Jamie Schumann: Current students and alumni up to two years out can meet with a career counselor to talk about what they’re going through in terms of figuring out what they want to do if they don’t know. If they’re still unsure of their interests they can take an interest assessment online and come in for an interpretation with a career counselor– sometimes that can help ground people in what it is that they’re looking for and give them validation that they’re on the right path, or give them new ideas for things maybe they haven’t thought of yet.
CEHD: If a student is having a hard time transitioning into the workforce after graduation what resources are available to them? Is there anything outside of meeting with a career counselor if they’re not in state?
JS: The typical job search takes six to nine months after graduation so I think that’s important to keep in mind. Maybe you aren’t getting interviews, so it’s always a good thing to review your materials and we can still help people with that out of state. I did a phone interview with a student that was living in Chicago a couple months ago and she sent me her resume and her cover letter.
The job search strategies page on our website goes over this career development cycle process which it can be hard to navigate if you aren’t 100 percent sure what you want to do. A good way to ground yourself can be to figure out ,“If I know my values, I know my interests, I know my skills, how do I roll those into a job?” It’s always good to start with knowing yourself. Set some career goals and then look at the job market.

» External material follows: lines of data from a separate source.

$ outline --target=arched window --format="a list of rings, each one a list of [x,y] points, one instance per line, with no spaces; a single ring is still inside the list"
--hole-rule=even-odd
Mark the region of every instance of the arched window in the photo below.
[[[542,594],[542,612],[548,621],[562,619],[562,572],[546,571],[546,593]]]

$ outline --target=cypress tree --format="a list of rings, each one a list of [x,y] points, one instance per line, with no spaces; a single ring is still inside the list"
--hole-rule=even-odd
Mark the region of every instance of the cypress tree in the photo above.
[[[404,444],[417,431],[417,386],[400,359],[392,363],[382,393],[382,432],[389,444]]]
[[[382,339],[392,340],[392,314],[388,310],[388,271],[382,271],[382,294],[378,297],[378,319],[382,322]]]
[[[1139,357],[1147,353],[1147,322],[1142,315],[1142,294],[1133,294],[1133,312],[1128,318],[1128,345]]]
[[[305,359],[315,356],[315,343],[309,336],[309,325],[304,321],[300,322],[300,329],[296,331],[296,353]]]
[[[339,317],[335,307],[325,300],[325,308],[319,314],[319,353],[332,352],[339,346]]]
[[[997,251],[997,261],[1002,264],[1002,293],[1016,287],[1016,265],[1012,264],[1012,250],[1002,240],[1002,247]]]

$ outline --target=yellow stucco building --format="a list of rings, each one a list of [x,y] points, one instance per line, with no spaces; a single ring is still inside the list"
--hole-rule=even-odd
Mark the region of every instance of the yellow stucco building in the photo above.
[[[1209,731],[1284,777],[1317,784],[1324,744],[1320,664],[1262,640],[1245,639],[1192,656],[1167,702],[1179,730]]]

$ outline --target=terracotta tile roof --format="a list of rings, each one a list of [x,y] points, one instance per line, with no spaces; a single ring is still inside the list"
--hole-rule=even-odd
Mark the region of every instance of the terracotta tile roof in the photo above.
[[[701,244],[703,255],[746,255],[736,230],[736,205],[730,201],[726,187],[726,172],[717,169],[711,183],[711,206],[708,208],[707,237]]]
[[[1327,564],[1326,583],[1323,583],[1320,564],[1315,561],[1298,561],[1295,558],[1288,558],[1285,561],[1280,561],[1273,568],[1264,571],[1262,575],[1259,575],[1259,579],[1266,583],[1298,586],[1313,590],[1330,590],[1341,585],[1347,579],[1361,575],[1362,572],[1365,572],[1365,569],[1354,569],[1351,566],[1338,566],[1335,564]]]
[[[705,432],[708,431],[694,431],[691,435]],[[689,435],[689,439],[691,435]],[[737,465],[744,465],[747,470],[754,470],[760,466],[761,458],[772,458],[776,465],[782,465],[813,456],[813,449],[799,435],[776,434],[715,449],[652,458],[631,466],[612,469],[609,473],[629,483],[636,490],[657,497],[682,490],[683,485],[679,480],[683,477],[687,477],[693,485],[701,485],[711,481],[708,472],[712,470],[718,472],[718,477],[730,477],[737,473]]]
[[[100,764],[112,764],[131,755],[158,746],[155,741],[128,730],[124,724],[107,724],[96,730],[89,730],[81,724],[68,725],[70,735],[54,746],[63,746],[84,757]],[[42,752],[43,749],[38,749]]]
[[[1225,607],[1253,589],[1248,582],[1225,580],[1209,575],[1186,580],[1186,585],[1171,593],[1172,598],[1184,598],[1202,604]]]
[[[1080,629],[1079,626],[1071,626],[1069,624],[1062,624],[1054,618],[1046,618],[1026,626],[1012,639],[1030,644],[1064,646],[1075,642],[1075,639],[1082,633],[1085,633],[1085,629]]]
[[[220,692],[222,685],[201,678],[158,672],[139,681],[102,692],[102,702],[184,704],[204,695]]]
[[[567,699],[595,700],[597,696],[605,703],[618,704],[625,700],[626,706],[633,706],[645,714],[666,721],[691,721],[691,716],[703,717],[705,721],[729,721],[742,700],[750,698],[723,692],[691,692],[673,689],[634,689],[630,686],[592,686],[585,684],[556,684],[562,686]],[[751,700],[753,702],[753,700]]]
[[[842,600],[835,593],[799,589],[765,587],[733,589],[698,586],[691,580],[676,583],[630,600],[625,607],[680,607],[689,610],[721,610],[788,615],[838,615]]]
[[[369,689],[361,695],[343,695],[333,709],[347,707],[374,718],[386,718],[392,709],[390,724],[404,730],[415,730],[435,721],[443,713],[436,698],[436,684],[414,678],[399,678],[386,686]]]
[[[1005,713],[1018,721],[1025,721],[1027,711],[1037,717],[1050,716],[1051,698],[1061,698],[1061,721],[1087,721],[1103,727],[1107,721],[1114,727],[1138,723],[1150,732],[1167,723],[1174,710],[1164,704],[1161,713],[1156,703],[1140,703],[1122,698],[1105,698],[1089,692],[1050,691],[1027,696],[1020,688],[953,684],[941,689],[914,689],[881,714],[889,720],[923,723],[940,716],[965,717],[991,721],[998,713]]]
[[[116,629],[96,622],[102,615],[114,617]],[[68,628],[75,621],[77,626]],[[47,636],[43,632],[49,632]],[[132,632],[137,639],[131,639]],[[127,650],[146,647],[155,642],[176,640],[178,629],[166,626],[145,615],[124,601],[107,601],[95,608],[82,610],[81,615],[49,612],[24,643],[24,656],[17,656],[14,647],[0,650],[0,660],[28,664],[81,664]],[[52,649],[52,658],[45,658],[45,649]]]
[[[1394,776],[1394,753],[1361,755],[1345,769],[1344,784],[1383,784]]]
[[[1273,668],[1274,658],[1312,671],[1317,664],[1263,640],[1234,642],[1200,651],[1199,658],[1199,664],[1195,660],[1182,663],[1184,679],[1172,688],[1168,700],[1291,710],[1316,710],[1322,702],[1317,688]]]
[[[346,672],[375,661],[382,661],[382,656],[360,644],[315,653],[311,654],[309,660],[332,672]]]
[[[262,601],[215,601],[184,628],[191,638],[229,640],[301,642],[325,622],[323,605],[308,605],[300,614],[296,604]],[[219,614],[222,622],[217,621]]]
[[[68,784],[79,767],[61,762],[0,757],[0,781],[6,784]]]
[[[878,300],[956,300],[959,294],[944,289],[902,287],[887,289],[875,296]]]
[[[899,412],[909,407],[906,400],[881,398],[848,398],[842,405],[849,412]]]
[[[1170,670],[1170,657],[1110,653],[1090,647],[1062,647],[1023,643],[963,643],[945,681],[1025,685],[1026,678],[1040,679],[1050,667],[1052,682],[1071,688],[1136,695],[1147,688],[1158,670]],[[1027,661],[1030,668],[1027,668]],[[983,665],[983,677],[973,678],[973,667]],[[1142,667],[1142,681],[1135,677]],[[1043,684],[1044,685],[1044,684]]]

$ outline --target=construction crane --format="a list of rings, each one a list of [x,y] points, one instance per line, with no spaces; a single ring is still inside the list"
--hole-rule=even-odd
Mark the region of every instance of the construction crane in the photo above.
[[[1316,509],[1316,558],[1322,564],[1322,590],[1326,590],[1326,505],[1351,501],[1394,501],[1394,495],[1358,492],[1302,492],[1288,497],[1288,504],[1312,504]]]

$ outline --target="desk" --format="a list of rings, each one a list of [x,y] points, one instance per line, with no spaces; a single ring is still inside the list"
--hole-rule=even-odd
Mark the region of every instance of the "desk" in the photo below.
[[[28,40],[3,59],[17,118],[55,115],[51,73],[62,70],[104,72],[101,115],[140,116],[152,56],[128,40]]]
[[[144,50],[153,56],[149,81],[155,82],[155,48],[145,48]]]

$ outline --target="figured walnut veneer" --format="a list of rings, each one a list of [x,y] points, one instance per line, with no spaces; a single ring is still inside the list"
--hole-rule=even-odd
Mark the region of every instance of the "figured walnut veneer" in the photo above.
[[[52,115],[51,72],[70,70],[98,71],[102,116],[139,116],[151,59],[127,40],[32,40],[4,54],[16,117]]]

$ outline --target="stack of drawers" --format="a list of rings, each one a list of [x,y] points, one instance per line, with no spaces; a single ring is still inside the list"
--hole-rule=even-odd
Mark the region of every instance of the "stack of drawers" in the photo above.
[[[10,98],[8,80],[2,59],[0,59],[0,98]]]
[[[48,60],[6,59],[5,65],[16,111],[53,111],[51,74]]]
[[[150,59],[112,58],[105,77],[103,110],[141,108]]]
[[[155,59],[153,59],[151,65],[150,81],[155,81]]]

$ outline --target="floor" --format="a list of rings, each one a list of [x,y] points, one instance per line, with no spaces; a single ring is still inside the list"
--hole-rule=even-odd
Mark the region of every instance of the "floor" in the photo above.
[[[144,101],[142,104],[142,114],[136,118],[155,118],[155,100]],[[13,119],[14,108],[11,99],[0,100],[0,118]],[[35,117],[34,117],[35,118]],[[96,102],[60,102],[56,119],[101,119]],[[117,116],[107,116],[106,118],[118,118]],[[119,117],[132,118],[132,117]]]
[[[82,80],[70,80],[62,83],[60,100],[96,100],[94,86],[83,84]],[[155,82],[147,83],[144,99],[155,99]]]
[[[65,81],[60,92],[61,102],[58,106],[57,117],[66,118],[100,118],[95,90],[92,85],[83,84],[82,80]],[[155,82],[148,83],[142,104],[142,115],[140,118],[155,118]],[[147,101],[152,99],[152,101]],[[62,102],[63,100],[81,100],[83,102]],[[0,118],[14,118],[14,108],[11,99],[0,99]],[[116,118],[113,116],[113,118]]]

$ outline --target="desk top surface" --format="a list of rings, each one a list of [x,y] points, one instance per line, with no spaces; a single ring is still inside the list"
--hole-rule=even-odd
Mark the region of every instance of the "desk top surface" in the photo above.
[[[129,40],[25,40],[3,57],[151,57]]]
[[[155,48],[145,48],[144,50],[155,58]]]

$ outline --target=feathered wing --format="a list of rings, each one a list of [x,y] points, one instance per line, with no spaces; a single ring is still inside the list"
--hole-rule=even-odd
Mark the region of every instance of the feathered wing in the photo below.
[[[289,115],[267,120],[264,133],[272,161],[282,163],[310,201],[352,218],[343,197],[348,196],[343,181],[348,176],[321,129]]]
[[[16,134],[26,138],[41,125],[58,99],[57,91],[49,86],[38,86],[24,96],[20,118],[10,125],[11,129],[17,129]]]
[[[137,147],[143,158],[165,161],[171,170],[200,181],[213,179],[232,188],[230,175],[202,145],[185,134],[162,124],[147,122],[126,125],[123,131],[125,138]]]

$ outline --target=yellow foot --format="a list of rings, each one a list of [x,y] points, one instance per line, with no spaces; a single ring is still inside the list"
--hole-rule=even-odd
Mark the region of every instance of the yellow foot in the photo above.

CEHD: What is the most common concern that a graduating senior or an older student will come in having?
Most students just need assurance that they can do something that they’re thinking about. I have had people come in across the board: people who are wanting to do a gap year, AmeriCorps, Peace Corps, and thinking, “How can I translate this into a career?” Some are people that are in a current career who are rethinking and trying to figure out if it’s right for them. We help students with decision making, personal statements, interviewing, researching options, and if you get an offer and you need help negotiating, we help students with that too.
The Job Hunt
CEHD: What are some networking resources that are available to CEHD students?
JS: On our website we have a guide to professional social networking and online identity. It’s really helpful because it goes over online networking on LinkedIn, which I really recommend everybody get. We have a CEHD student and alumni networking group which can be another safe way to explore because you can look people up by major and see what they’re doing, read their profile, and then you can send them a message and say, “Hey would you like to meet for coffee? I’d like to know more about what you want to do and how you got there and tell me about your career path.”
We also have some handouts on informational interviews so if you’re trying to figure out like how to do an informational interview, we’ve got some suggestions on how to get connected, how to conduct it, how to schedule it, like literally how to go about doing the interview and all the way to follow up.
On GoldPass, we have a professional networking tab so that’s another place where you can strategically look for people to conduct informational interviews with.
CEHD: What is the best advice you have for students as they begin their job search?
JS: Always be active in the process. Whether that means going back to the knowing yourself stuff: identifying skills interest values, exploring that, all the way to evaluating what kind of resources you have. A lot of times just talking to people, reaching out learning what people do, sometimes that process can really bring in new doors for you to open. Today about 80 to 85 percent of internships and jobs have been landed through networking and that’s a really great way to stay connected to the pulse of the field.
Again, a typical job search does take six to nine months. To really go through that process, engage in it as soon as you can. Compile all of your resources and see what you have and what you’re missing and consult with us if you need help. It’s really important to stay positive through the job search process. It can be easy to feel bummed after you had a handful of interviews but know that the job search process is really a two-way street: it’s not just about the employer seeking you out and hiring you, you’re looking for a good fit too!
CEHD: And once a student lands that dream job, what ways can they stay connected to the university?
JS: We hope that if we’re working with students they will share their story on our blog! We do have a Career Services blog, and that’s also a great place to search for jobs and internships. Some specific ways to get involved and stay connected is by becoming a member of the UMN Alumni Association where you can become involved with the CEHD alumni society. You can also volunteer with current CEHD students if you want to become a mentor to them.
CEHD: What would you say the biggest benefits of speaking to a career counselor would be for a graduating student?
JS: Career counselors can really help you no matter where you are at. Whether your complete undecided and you’re just challenged by what you want to do or trying to negotiate your first salary, it’s never too late to connect with your career counselor.